Enter: Bucket Logging
One of S3’s many useful features includes Server Access Logging. The
basic idea is that you go to the bucket you’d like to log, enable bucket
logging, and tell S3 where to dump the logs. You then end up with a
bunch of log keys that are in a format that resembles something you’d
get from Apache or Nginx. We ran some quick and dirty scripts against a
few day’s worth of data, but quickly found ourselves wanting to be able
to form more specific queries on the fly without having to maintain a
bunch of utility scripts. We also needed to prepare for the scenario
where we need to automatically block users that were consuming
disproportionately large amounts of bandwidth.
Tamarin screeches its way into existence
The answer for us ended up being to write an S3 access log parser with
pyparsing, dumping the results into a Django model. We did the
necessary leg work to get the parser working, and tossed this up on
GitHub as Tamarin. Complete documentation may be found here.
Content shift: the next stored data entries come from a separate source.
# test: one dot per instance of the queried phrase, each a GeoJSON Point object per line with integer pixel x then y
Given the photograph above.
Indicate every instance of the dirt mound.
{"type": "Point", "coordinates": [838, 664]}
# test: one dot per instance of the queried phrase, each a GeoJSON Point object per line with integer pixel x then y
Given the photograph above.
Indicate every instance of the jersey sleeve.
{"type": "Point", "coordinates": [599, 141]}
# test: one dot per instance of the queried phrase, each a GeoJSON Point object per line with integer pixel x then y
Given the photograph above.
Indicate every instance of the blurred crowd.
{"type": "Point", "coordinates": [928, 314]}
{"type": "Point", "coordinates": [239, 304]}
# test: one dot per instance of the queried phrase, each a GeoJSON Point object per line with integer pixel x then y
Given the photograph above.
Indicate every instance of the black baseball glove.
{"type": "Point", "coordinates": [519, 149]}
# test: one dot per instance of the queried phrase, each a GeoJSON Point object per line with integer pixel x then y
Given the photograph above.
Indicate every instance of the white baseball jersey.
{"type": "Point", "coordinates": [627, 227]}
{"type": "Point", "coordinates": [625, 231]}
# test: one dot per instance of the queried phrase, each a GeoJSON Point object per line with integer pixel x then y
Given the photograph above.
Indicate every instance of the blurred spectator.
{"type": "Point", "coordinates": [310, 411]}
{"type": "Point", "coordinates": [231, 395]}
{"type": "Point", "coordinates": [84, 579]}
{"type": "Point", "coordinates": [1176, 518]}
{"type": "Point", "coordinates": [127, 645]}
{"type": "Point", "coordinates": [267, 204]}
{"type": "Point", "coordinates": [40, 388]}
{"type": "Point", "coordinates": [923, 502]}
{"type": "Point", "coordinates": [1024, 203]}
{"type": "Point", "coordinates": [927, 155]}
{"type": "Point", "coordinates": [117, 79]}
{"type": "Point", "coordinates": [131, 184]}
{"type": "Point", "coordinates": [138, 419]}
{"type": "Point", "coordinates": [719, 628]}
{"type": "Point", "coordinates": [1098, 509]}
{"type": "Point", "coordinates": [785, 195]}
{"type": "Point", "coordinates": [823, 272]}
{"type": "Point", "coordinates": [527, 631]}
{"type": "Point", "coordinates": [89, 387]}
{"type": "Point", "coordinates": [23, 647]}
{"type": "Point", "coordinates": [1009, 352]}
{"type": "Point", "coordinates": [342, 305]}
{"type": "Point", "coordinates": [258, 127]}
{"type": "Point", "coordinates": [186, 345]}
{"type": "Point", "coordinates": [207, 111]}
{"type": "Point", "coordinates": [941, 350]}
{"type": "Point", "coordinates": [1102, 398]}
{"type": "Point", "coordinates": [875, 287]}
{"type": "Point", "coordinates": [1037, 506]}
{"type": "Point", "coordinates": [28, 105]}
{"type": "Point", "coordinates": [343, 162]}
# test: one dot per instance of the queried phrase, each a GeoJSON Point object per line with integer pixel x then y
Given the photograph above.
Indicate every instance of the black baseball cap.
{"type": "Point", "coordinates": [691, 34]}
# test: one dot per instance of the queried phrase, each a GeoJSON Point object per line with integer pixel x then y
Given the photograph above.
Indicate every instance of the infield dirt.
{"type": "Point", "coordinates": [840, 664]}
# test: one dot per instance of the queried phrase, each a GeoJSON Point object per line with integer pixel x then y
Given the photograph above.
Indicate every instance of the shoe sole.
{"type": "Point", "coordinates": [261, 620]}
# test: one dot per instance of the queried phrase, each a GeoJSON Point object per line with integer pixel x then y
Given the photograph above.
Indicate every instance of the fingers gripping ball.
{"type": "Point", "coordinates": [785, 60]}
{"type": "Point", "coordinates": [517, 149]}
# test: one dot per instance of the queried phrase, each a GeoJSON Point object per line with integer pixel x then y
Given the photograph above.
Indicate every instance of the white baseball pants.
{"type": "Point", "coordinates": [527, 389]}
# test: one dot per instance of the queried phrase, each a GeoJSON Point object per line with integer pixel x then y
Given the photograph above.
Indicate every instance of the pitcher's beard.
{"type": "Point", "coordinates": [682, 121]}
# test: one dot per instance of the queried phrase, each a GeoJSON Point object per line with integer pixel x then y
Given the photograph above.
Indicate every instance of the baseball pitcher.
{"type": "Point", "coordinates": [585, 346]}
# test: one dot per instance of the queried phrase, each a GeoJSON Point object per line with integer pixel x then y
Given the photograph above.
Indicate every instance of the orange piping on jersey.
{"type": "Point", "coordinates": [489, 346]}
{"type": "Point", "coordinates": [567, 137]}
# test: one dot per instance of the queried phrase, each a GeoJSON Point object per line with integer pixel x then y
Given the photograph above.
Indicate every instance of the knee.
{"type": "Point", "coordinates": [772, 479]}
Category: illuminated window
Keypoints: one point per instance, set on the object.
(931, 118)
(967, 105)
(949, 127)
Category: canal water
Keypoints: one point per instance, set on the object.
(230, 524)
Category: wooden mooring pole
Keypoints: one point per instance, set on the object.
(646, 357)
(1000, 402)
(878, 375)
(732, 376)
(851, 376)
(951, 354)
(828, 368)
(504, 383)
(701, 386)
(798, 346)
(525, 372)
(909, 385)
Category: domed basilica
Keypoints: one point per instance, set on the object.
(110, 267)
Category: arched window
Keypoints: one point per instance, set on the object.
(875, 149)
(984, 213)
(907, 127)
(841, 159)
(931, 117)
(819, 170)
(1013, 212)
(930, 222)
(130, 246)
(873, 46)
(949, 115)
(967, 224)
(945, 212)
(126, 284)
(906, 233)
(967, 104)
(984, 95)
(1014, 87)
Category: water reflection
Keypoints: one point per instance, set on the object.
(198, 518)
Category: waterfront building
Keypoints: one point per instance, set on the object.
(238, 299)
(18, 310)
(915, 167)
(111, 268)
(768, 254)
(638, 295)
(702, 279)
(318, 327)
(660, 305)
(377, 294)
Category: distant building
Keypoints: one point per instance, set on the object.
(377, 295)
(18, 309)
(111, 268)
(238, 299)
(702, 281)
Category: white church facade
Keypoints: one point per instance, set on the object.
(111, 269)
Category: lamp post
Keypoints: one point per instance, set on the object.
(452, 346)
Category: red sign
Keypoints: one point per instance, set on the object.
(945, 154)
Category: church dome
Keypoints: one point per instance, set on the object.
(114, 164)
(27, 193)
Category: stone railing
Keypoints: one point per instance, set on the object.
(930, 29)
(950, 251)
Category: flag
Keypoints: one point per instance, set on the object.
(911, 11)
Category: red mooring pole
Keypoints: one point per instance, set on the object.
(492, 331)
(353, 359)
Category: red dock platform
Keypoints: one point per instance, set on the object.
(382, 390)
Tamarin contains no real analytical tools itself, it is just a parser,
two Django models, and a log puller (retrieves S3 log keys and tosses
them at the parser). Our analytical needs are going to be different than
the next person’s, and we like to keep apps like this as focused as
possible. We very well may release apps in the future that leverage
Tamarin for things like the automated blocking of bandwidth hogs we
mentioned, or apps that plot out pretty graphs. However, these are best
left up to other apps so Tamarin can be light, simple, and easy to tweak
as needed.
Going back to our customer with higher-than-expected bandwidth usage, we
ended up finding that aside from a few bots from Nigeria and Canada,
usage patterns were pretty normal. The media that was uploaded into that
bucket was never tracked for bandwidth usage on the old setup, so the
high numbers were actually legitimate. With this in mind, we were able
to go back to our client and present concrete evidence that they simply
had a lot more traffic than previously imagined.